Birçok şeyin sebebini biliyorum.
Birçok kişi ile aynı düşünmediğimi de.
Ama gel gör ki bütün bunlardan ayrı yaşamak gibi bir şansımızın olmadığı gibi kalabalık ve boş bir güruhun yaptıklarından, ettiklerinde ve seçtiklerinden de etkilenmemek olası değil.
Hani Nazım da der ya:
“Ve bu dünyada, bu zulüm/ senin sayende./ Ve açsak, yorgunsak,/ alkan içindeysek eğer/ ve hâlâ şarabımızı vermek için üzüm gibi eziliyorsak/ kabahat senin,
— demeğe de dilim varmıyor ama —/ kabahatin çoğu senin, canım kardeşim!”
Ama çok zaman yapacak bir şeyiniz yok. Dünya düzenini, sömürüyü, emek-sermaye çelişkisini, kapitalizmi, sosyalizmi, diyalektiği kime nasıl anlatayım ki. Anlatsam da kim dinler?!..
Sanki Asaf Halet Çelebi “Put” şiirini bana yazmış gibi.
“İbrahim/ içimdeki putları devir/ elindeki baltayla/ kırılan putların yerine/ yenilerini koyan kim
güneş buzdan evimi yıktı/ koca buzlar düştü/ putların boyunları kırıldı/ İbrahim/ güneşi evime sokan kim?” dese de, ben masum ve günahsızım.
Yeryüzü insanları, Ülkelerin insanları kendilerinin ne olduklarının farkına varmadıkça, insan olduklarını anımsamadıkça yapılacak şeylerin sayısı o kadar azalıyor ki!..
Oysa bütün dinler iyilik, güzellik ve kardeşlikten, yardımlaşmadan, dayanışmadan söz eder. O halde savaşlar, açlık, yokluklar neden?
Dünyanın her yerinden, bütün renklerden milyonlarca Müslüman İnsan her yıl hacca gider. Bir o kadar Hıristiyan Vatikan’ı doldurur.
Ayrıca bir o kadar Budist ayinlerinde iyilik, güzellik, bolluk ve mutluluk dileklerinde bulunurlar.
Sayamayacağımız kadar güzel dünya insanı da “savaşlar olmasın, insanlar ölmesin; açlık ve yoksulluk olmasın” diye çırpınır durur.

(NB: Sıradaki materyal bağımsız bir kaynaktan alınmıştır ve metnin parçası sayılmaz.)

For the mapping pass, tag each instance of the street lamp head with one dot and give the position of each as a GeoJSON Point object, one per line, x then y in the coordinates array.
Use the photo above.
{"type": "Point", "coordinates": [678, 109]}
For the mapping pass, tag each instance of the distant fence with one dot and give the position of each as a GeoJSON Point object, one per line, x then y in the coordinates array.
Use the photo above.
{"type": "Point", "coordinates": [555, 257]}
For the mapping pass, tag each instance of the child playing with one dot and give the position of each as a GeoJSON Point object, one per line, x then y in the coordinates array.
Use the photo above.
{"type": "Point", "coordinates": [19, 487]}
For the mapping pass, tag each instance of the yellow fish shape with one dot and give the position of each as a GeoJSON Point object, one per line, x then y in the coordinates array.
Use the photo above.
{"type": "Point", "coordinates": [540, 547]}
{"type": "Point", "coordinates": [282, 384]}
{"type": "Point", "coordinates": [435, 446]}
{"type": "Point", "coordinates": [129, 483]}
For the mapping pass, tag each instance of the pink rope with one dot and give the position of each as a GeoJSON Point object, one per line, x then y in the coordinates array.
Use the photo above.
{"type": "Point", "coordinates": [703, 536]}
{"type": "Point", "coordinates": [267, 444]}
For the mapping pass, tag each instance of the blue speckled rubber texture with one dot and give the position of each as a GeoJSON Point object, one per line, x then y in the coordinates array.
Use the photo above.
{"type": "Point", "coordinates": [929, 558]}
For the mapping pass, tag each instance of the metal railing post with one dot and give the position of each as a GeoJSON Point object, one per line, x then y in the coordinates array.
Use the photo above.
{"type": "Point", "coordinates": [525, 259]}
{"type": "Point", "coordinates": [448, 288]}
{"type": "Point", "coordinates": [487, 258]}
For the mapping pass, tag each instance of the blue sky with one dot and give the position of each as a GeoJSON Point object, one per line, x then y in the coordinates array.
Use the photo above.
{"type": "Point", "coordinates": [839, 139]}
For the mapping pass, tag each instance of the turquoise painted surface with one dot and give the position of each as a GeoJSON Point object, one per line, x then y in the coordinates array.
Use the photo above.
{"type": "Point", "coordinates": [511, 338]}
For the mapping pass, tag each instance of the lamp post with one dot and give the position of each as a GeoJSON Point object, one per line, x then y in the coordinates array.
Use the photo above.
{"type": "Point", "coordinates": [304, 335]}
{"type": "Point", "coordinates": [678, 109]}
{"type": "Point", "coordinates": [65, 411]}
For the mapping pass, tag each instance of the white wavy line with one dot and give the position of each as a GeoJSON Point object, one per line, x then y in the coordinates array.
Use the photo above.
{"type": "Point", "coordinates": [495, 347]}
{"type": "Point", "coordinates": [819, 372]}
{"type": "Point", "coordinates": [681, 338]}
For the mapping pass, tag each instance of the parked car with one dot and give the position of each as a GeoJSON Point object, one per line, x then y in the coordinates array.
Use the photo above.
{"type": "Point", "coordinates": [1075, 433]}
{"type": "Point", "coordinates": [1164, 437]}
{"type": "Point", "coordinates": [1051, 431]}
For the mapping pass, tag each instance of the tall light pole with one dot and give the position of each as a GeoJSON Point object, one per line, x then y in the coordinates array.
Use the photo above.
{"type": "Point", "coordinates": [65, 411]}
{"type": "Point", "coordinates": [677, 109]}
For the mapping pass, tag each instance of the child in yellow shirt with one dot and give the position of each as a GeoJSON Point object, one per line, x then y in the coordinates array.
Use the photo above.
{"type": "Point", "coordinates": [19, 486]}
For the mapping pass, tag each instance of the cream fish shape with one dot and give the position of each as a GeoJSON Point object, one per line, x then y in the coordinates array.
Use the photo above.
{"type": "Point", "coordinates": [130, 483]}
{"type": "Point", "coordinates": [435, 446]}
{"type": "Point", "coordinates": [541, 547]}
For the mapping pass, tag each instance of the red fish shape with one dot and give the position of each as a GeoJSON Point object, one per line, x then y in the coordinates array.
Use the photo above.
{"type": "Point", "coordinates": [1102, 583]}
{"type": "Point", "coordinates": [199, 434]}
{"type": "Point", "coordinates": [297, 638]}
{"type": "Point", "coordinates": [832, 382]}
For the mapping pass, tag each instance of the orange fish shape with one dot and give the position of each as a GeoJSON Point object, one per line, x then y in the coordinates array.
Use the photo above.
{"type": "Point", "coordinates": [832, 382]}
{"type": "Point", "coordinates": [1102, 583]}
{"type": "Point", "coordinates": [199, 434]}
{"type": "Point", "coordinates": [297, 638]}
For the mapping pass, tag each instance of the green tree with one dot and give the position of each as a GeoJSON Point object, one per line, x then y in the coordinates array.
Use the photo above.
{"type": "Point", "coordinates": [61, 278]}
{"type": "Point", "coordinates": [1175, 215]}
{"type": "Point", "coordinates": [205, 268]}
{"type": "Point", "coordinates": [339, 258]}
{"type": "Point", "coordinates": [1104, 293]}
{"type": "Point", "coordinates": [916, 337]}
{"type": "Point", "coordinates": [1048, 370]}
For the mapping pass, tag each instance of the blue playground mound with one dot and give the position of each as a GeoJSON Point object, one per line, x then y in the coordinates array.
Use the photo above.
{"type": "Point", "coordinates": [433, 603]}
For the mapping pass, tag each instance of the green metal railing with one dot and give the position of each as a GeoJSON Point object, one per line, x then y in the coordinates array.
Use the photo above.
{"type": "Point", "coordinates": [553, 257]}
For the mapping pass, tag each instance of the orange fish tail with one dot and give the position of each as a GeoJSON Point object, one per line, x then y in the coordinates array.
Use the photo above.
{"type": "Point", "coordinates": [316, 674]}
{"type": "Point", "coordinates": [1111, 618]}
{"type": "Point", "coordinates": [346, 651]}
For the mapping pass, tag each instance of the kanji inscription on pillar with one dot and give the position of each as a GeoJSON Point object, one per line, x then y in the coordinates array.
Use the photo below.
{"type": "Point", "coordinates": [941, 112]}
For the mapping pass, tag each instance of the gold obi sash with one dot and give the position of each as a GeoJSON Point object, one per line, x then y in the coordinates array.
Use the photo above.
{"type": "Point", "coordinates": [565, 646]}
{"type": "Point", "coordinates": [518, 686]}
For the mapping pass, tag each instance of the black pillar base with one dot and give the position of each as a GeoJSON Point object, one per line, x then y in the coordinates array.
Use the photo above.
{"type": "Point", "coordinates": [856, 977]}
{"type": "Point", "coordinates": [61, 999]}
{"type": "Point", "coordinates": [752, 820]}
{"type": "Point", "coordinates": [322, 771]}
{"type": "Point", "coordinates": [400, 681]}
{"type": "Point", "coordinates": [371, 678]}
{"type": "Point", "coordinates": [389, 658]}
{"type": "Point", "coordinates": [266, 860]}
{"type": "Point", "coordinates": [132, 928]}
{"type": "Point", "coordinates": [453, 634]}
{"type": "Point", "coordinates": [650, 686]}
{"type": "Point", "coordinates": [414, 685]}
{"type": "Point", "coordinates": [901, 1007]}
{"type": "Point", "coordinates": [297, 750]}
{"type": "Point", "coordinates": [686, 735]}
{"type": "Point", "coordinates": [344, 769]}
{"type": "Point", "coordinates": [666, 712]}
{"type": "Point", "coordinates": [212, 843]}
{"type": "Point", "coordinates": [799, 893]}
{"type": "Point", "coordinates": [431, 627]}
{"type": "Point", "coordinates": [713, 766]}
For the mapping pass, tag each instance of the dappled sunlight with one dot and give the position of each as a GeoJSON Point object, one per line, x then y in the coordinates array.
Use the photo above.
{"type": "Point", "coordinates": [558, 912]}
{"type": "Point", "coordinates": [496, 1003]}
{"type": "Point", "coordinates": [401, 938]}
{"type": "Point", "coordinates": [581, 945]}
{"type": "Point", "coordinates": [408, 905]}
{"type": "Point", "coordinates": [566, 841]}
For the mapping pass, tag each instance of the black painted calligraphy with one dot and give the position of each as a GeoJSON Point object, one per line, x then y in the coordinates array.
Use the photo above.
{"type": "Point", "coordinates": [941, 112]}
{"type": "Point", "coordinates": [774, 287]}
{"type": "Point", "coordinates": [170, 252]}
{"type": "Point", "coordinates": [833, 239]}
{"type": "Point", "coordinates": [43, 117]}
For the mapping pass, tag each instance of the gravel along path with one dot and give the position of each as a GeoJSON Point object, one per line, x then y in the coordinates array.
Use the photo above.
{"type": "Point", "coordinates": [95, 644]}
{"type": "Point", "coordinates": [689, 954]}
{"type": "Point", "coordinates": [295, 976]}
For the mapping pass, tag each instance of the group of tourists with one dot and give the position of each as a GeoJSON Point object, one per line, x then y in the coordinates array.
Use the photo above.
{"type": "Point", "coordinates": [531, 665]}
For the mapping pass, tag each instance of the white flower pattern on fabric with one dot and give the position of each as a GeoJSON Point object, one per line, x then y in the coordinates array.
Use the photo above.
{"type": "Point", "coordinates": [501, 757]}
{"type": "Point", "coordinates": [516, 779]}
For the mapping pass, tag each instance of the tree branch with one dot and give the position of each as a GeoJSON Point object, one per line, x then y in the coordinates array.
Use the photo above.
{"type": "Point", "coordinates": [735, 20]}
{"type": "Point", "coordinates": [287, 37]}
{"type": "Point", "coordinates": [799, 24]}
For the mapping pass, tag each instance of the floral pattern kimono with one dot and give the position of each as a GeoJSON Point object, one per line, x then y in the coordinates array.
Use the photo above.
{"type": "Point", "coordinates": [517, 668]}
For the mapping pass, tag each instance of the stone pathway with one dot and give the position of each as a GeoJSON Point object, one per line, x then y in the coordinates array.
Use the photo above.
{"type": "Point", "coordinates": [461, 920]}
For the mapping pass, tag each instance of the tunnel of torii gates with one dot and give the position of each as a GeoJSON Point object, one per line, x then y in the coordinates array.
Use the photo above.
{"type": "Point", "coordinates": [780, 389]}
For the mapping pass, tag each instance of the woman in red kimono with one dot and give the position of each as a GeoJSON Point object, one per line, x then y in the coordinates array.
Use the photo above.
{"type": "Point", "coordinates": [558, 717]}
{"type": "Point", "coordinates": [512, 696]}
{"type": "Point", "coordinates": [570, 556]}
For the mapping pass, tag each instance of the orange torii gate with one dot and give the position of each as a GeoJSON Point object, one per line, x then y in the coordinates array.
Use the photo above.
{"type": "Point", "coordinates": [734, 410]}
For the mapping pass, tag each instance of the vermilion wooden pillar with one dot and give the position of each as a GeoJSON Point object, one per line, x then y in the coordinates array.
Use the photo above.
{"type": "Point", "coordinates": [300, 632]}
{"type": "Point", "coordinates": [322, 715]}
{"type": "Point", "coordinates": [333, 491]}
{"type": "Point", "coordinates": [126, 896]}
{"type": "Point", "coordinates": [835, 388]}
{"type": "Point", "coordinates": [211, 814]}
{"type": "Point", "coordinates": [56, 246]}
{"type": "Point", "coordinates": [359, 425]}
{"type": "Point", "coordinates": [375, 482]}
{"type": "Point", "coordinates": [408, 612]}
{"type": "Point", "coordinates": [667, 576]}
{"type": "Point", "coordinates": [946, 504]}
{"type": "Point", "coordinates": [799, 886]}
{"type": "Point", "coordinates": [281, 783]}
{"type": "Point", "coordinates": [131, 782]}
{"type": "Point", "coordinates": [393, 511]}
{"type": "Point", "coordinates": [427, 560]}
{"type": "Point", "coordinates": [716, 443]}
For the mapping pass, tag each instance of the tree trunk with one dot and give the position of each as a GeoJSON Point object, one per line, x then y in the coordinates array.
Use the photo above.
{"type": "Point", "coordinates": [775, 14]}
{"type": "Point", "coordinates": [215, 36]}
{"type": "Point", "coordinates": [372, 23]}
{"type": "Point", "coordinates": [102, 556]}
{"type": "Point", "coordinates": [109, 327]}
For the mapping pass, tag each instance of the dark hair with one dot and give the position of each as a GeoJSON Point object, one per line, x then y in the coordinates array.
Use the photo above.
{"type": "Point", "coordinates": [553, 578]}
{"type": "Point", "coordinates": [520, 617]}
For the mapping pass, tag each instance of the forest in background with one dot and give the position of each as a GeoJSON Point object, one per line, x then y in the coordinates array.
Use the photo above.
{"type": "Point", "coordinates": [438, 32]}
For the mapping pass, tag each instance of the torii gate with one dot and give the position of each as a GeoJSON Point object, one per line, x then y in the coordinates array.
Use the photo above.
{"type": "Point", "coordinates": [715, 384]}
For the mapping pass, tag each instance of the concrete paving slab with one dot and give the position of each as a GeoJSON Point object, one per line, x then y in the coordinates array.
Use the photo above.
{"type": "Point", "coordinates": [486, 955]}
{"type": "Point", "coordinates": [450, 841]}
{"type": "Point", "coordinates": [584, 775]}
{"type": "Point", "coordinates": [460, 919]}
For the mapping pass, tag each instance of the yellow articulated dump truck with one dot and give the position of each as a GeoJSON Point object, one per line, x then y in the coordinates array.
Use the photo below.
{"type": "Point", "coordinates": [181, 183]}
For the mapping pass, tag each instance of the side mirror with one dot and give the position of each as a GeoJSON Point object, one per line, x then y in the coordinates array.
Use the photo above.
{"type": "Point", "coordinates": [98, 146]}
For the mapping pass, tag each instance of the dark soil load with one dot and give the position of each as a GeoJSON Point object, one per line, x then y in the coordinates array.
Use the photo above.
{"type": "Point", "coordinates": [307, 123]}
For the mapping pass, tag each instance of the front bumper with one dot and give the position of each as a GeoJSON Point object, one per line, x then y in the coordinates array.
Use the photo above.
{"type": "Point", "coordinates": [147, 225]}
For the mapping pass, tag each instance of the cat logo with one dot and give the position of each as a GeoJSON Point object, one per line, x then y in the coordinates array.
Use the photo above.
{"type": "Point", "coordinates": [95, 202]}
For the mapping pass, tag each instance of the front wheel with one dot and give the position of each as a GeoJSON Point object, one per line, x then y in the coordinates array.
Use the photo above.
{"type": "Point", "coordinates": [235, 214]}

O halde neden, yeryüzü her geçen gün biraz daha yaşanmaz oluyor?
Kolombiyalı Andy Jarvis gibi bir adam çıkıyor, insanlar aç kalmasın, dünya en azından şimdilik herkese yeter; yeter ki planlayalım ve üretim dediği YEŞİL DEVRİM projesi ile milyonlarca insanın açlıktan ölmesinin önüne geçilmesi için çabalıyor.
İnsan da insanlık da aklını başına almadığı sürece, gelecek günler pek parlak değil. Bu bütün dünya ile ilgili orantılı olduğu kadar, ülkemiz için de bir YEŞİL DEVRİM lazım ve geçerlidir.
Ülkemizin 2013 yılı Kişi Başına Milli Geliri (GSYİH)12 bin 582 dolar iken, her ne kadar bu yıllar 7-8 bin dolarlara kadar düşse de, bu bile sokaklarda aç ve açık insanların olmaması anlamına gelir.
Çöpten yiyecek, atık kutularından zorunlu giyecek toplayan insanların olmaması demektir. Oysa öyle mi çevrenize siz bir bakın.
Vicdanı olanlar gibi alnı secdeye değenlerin de bunu görmesi, düşünmesi gerekmez mi?
Bu aralar ülke yönetimi ağırlıklı olarak biraz Karadeniz ağır basar. Eeee durum bu olunca, bir Laz türküsü bu öyküyü bitirmez mi?
“Mısırı kuruttun mu/ Ambarda duruttun mu/
Nenen çarık giyerdi/ Bunları unuttun mu?”
Uzun yıllardır olduğu gibi günümüzde de bir ülkeden tutun, en küçük bir organizasyona kadar her şey bir yönetime bağlıdır.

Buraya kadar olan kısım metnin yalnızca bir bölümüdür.